Le Secours populaire se tourne aussi vers l’Etat pour exiger le maintien du fonds européen d’aide aux plus démunis (FEAD), toujours pas actée dans le prochain budget de l’UE. Avec la Banque alimentaire, l’association s’inquiète d’ailleurs de toujours pas voir arriver les stocks promis pour 2020 par le FEAD, qui représente 40% des denrées écoulées par le Secours populaire.
Quadrature du cercle
Les deux ONG partagent aussi une inquiétude quant à la réduction de la ramasse – la collecte des invendus des grandes surfaces, aux dates limites de consommation sur le point d’être dépassées -, du fait d’un « gaspillage plus maîtrisé par les supermarchés », indique Gilles Dupuy.
« C’est la quadrature du cercle, estime ce dernier. Nous avons plus de bénéficiaires mais moins de denrées, liée aussi à une certaine désorganisation pendant la pandémie. Il faudra qu’on augmente les dons que nous recevrons lors de notre collecte nationale fin novembre, qui nous apporte 10% de nos besoins annuels.

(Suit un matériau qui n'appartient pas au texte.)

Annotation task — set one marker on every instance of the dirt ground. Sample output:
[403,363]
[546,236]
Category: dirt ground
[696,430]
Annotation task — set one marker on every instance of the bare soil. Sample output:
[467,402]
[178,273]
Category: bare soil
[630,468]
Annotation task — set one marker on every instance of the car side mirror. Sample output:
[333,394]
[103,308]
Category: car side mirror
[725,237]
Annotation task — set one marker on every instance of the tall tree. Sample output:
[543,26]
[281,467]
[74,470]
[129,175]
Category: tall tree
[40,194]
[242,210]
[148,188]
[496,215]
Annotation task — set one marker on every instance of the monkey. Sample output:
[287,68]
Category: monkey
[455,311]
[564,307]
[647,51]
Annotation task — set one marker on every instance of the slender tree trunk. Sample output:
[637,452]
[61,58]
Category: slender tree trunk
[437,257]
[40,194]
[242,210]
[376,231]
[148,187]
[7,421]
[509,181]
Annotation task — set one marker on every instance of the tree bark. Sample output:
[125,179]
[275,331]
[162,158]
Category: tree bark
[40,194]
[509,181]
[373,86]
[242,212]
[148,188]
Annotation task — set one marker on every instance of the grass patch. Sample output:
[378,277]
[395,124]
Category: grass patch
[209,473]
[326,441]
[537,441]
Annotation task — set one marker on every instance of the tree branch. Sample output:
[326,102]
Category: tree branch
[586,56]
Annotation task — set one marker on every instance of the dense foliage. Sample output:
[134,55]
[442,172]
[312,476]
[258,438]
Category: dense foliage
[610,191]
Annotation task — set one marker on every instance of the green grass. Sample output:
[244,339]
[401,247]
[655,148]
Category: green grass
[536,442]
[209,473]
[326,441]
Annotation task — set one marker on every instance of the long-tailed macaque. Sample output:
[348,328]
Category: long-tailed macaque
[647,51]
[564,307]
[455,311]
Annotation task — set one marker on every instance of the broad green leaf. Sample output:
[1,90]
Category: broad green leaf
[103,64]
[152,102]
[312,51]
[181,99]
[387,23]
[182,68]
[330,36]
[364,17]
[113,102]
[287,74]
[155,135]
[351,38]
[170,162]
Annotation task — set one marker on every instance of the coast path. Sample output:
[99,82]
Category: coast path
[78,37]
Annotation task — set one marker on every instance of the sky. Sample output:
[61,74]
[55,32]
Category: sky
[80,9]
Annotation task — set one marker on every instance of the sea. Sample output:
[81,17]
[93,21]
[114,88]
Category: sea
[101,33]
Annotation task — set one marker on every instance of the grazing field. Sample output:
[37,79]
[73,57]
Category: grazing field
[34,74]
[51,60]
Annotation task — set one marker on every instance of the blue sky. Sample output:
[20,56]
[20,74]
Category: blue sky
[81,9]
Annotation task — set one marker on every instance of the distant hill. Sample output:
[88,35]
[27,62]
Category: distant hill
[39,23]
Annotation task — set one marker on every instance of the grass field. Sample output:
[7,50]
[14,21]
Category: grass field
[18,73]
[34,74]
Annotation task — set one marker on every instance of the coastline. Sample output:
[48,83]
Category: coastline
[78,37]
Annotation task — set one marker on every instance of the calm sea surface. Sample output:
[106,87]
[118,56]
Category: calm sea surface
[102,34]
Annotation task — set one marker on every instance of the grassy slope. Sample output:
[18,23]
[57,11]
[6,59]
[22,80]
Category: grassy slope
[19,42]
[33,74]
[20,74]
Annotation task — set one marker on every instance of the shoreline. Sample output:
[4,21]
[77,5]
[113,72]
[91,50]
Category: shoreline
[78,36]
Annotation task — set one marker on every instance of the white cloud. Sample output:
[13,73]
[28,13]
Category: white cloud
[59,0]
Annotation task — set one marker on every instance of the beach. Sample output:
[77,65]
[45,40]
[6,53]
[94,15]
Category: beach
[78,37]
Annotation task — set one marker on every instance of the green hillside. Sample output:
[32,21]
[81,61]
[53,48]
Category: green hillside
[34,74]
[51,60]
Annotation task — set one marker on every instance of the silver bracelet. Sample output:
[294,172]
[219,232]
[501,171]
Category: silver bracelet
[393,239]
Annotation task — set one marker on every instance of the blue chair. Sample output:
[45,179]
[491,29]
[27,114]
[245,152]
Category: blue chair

Mais cela va être compliqué compte tenu des règles sanitaires. Nous aurons besoin de plusieurs centaines de bénévoles (renseignements ici) pour compenser la probable non participation au tri des dons par les collégiens. »
Le Secours populaire invite les particuliers à donner dès ce week-end, à l’occasion de la Journée mondiale du refus de la misère. Une grande collecte alimentaire a lieu dans 30 supermarchés de la Gironde, dont la liste est disponible ici.